Turns out your outsourcing provider may be feeling your pain.

 

According to a recent Associated Press report, India's outsourcing firms are having an increasingly tough time keeping up with demand. An analyst with Susquehanna Financial Group calls the staffing issue "the Achilles' heel of the industry." India's National Association of Software Services Companies predicts there could be a shortfall of up to 500,000 technology professionals by 2010.

 

Part of the problem is that some of India's technology graduates lack basic business communication skills. Experts estimate that only about a quarter of the 400,000 annual graduates of engineering programs at Indian schools have appropriate entry-level job skills.

 

Some big Indian firms are pouring big bucks into training programs in an effort to bring recent university graduates up to speed. Infosys Technologies spent $350 million to build a 500,000-square-foot educational complex in Mysore. Some 4,500 students at a time are in enrolled in 16-week training courses there.
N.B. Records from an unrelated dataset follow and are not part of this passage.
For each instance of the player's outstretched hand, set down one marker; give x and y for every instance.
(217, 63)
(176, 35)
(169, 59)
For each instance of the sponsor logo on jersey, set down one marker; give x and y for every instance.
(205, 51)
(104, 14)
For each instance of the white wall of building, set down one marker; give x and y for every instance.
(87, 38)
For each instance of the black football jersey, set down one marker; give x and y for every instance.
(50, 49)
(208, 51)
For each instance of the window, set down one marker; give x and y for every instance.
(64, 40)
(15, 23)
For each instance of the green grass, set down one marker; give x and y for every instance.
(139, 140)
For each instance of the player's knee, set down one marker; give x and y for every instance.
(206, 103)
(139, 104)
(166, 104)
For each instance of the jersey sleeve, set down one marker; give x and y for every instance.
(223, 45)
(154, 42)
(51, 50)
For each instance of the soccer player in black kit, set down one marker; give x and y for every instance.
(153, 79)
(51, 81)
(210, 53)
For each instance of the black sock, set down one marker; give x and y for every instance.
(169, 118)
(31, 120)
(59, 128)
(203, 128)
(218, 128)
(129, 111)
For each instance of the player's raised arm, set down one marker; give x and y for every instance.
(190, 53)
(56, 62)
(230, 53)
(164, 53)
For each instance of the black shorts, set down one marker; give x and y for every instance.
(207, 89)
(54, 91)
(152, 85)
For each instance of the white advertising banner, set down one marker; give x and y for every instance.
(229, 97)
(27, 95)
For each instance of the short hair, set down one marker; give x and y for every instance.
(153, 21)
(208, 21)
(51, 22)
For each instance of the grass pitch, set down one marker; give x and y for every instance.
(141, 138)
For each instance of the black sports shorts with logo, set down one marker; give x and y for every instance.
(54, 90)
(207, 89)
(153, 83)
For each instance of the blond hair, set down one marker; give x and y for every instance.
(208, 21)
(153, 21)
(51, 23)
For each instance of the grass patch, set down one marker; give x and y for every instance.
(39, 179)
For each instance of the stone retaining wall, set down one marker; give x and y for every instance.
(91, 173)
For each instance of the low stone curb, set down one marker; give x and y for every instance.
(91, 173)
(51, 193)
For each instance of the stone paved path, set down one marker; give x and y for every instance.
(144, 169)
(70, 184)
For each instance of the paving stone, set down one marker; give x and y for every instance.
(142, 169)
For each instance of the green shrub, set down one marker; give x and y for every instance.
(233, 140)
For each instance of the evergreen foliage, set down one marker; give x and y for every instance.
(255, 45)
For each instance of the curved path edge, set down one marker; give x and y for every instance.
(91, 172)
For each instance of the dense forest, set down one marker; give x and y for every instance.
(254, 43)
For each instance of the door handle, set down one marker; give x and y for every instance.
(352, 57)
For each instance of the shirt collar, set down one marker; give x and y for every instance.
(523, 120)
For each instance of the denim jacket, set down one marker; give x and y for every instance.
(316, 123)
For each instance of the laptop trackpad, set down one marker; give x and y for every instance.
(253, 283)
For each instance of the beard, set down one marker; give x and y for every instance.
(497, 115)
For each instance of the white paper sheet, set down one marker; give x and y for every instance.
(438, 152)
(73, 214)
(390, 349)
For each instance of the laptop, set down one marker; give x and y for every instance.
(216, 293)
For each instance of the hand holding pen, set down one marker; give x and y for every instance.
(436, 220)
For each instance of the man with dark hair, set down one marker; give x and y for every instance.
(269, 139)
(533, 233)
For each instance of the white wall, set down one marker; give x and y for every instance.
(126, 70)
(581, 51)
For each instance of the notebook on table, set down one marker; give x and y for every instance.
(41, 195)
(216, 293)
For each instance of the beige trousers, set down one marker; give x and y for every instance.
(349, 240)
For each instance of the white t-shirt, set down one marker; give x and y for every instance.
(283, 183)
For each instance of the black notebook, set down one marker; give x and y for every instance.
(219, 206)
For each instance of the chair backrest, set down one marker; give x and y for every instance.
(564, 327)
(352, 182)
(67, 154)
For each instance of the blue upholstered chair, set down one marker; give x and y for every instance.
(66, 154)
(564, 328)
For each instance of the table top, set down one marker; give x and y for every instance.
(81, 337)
They are schooled in "soft" skills such as e-mail etiquette and problem-solving, in addition to technical areas like programming.

 

India's engineering grads also oftenlack skills in Web development technologies such as Javascript and Ajax, according to a Google executive quoted in a recent Reuters article.

 

Firms like Infosys might find themselves having to pay more for the most qualified candidates, driving up wages and eroding some of the labor cost advantages they are currently able to offer their clients.